Marvin Ford recalls getting a call a few months ago from a man at Seymour Johnson Air Force Base who was interested in volunteering at the Boys & Girls Club.
Appreciative as always, Ford, the unit director at the Royall Avenue site, admits now that he was not prepared for just how much Staff Sgt. James Ward would contribute.
"Sgt. Ward had come up with the idea of giving back," Ford says now. "A couple in his group were past members of the Boys & Girls Club where they had come from."
Ford said he took several from the military group on a tour of the facility, where they took note of a few projects that required attention.
"They immediately went to work," Ford said. "They re-sanded and re-stained all the bookshelves to our learning center."
Since April, the volunteers have pitched in wherever needed -- refurbishing and upgrading computers, refurbishing a pool table at the center, repairing a fence.
"Group 5-6," a name reflecting the military pay table, E-5 and E-6, staff and tech sergeants, is comprised of NCOs, or non-commissioned officers.
Ward, treasurer of the group, said the idea of volunteering took root when he realized military volunteers were lacking at the Boys & Girls Club.
"Our mission is to provide leadership for the airmen and also community involvement," he said. "I made that my personal mission."
Their role is two-fold, he explained. In addition to the teams that do facilities improvement projects at the club, they also serve as mentors to the youth.
"We have about 117 active members," he said. "Since we started going out, we have gotten over 90 different volunteers from the base and have been able to accumulate almost 400 volunteer hours."
Group 5-6 has been very dedicated, Ford noted.
"The interaction from the group is amazing," he said. "Right away, the kids just latched on.

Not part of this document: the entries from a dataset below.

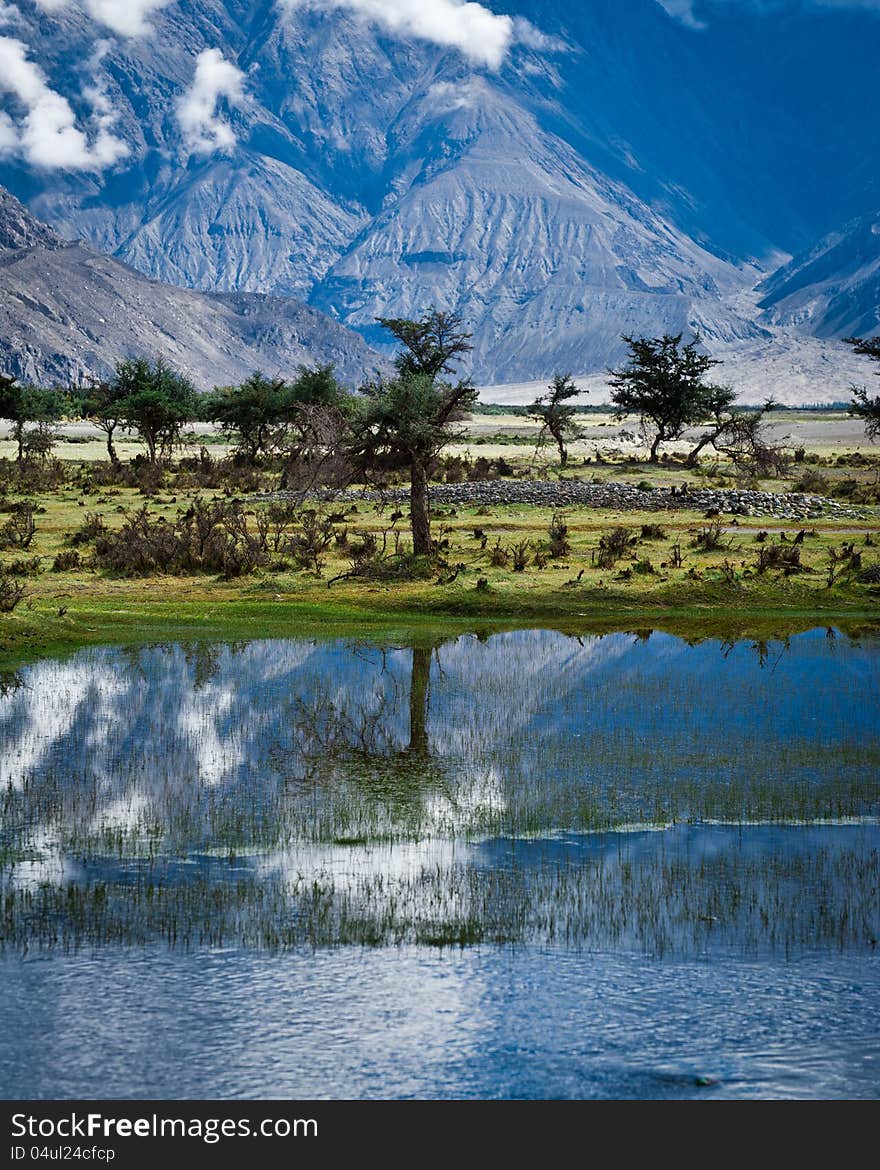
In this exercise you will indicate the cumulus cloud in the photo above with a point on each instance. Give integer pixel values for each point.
(8, 14)
(48, 136)
(205, 130)
(483, 36)
(694, 13)
(128, 18)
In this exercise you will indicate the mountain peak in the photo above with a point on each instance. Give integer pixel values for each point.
(20, 229)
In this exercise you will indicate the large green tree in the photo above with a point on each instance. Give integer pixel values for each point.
(412, 417)
(865, 406)
(556, 414)
(254, 414)
(156, 403)
(664, 383)
(32, 412)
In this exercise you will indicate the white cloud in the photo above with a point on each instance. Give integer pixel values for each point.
(8, 14)
(695, 13)
(483, 36)
(128, 18)
(466, 95)
(204, 129)
(48, 136)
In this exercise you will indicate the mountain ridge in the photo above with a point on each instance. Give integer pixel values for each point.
(68, 314)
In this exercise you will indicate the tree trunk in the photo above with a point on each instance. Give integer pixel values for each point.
(419, 681)
(110, 448)
(419, 509)
(695, 453)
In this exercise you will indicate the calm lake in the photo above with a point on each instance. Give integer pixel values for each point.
(516, 865)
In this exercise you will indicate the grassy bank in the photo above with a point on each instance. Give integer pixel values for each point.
(500, 565)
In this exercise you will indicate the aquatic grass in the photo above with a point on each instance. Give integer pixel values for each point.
(740, 896)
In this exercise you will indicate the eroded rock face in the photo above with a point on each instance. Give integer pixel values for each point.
(596, 184)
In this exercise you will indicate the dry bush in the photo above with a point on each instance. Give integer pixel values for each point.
(558, 534)
(19, 531)
(785, 557)
(207, 537)
(612, 546)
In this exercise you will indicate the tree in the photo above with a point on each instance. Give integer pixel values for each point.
(864, 406)
(103, 406)
(413, 415)
(662, 383)
(157, 403)
(556, 417)
(26, 406)
(255, 414)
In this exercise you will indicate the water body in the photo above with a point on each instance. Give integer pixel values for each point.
(520, 865)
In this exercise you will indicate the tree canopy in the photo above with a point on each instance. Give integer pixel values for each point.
(156, 401)
(412, 417)
(665, 384)
(556, 414)
(33, 406)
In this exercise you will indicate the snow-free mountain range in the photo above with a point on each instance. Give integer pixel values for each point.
(558, 173)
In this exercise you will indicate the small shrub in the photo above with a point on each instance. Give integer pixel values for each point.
(90, 530)
(20, 529)
(709, 538)
(521, 556)
(67, 562)
(558, 534)
(25, 568)
(500, 557)
(785, 557)
(612, 546)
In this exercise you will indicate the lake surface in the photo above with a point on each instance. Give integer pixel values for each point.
(517, 865)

Some of the kids don't have a true mother figure and grabbed onto the females (in the group) or don't have a father figure so latched onto them."
But it's the 28-year-old father of two that has been especially impressive, the director says.

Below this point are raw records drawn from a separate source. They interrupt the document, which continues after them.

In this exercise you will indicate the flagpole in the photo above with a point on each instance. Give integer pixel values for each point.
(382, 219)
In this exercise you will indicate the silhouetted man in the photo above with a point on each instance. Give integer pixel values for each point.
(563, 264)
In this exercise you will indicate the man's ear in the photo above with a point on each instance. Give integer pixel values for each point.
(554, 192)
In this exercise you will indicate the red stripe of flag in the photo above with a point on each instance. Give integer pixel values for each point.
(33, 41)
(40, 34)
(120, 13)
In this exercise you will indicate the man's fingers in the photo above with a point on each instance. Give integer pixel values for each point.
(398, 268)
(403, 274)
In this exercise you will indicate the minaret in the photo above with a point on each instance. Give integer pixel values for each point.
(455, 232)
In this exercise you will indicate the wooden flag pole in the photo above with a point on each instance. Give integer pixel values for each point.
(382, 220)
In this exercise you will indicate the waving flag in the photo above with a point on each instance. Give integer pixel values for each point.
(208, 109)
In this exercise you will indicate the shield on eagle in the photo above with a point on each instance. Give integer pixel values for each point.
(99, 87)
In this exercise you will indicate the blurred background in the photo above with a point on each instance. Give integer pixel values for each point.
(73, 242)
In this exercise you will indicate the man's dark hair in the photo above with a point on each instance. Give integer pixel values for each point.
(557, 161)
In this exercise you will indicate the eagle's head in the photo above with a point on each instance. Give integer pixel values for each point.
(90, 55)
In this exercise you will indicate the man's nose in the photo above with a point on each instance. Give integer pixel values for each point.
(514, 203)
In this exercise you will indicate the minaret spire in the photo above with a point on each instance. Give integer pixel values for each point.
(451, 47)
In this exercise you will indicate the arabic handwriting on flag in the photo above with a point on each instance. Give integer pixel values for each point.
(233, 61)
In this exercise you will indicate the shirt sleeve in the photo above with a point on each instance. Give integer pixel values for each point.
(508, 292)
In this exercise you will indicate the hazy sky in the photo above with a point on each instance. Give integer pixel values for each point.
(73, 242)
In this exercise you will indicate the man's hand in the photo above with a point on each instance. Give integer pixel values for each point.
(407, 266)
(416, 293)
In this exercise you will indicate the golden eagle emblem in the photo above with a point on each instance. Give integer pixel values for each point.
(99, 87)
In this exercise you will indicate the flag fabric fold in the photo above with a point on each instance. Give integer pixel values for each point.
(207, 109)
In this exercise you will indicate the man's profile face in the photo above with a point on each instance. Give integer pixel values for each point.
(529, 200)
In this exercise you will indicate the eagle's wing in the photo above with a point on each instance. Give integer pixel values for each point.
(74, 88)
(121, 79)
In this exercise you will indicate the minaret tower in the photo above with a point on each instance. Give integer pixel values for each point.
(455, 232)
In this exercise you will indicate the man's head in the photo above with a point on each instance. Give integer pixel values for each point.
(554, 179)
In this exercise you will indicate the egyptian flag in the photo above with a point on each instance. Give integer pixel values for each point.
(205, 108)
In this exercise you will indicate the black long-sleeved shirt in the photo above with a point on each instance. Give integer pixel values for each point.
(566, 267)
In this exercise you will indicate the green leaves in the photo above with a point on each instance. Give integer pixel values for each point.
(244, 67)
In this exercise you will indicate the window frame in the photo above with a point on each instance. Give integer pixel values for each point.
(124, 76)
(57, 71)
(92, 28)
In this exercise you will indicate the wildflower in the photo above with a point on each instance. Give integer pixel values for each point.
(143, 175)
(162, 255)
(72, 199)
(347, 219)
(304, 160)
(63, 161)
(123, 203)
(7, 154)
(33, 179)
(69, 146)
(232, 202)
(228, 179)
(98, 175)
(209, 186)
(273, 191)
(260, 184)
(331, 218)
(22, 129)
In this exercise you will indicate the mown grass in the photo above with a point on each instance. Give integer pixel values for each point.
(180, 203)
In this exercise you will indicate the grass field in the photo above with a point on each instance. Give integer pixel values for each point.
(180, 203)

Ward can be found at the club almost daily, with or without members of the group.
"Everywhere you need him to be, he's just been a God-sent blessing," Ford says. "He and his group. I give him more credit because he's here daily."

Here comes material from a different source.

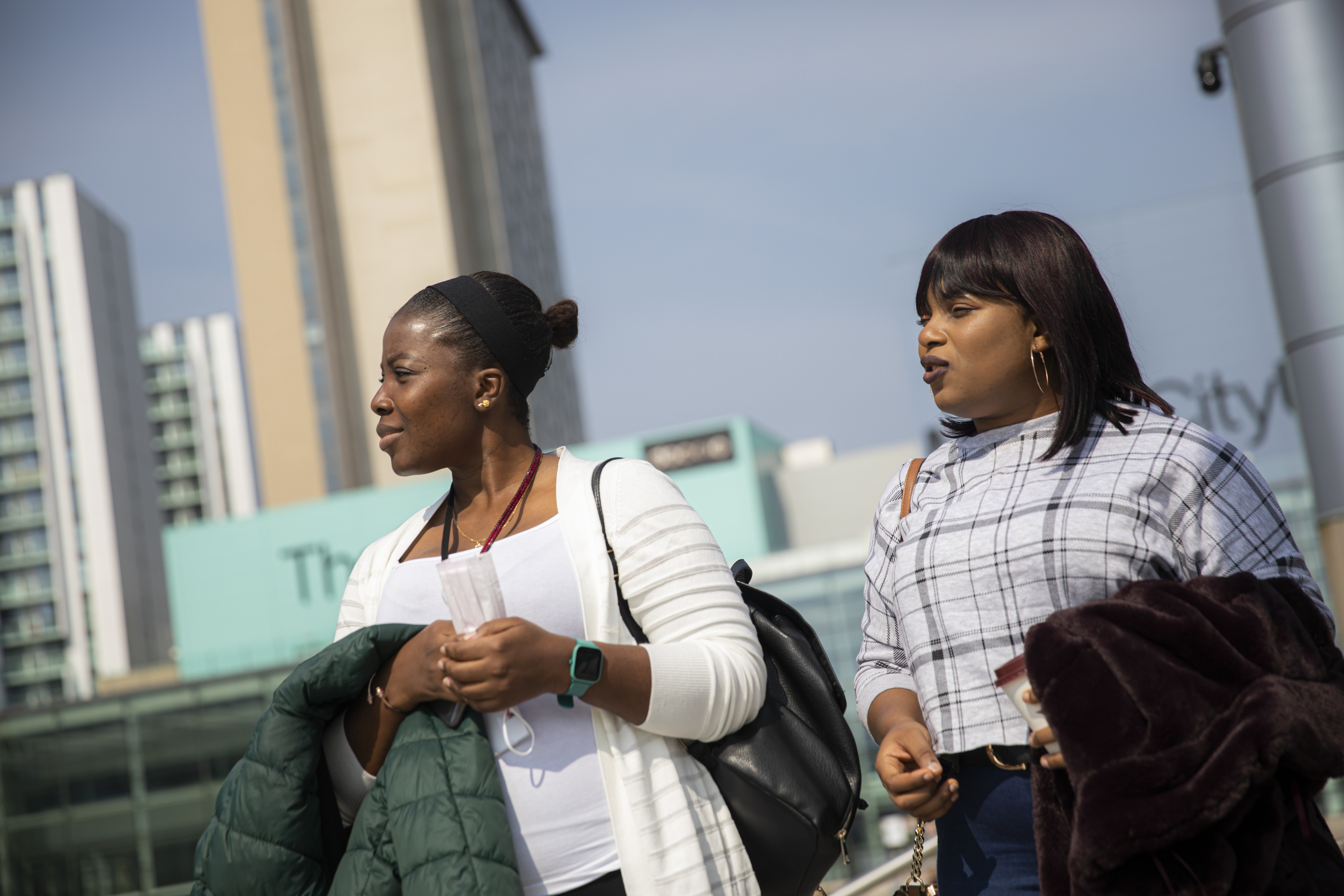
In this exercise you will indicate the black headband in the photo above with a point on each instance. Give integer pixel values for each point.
(486, 316)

The staff sergeant simply has a way about him that earns respect from all ages, Ford said.
"Instead of suspending kids, he sort of serves as a disciplinarian right now," he said. "If they've gotten into some mischief, he puts them to work instead of sending them home. They respect him enough, they realize that they made a mistake; they chose their path.
"He motivates them. They show up with a smile on their face. Even though they know they have to perform a task, they're smiling."
Ward has definitely gone above and beyond, Ford said -- taking youth on field trips or to the pool, often on his own personal time.
"How does somebody so young be dedicated to all this volunteerism?" he asked. "He said, 'Sometimes things in life make life changes in you' ... All his free time is thinking about what he can for somebody else.
"He's an awesome individual. Anything you mention, he's out trying to get it. I could talk all day, because of all the things he does."
In some ways, he's as devoted as any staff member, Ford said.
"He's on time and he's the last one to leave," he said. "Even this (past) week, when he was on leave. Who takes their whole leave time and comes to the club and leaves at 5 o'clock?"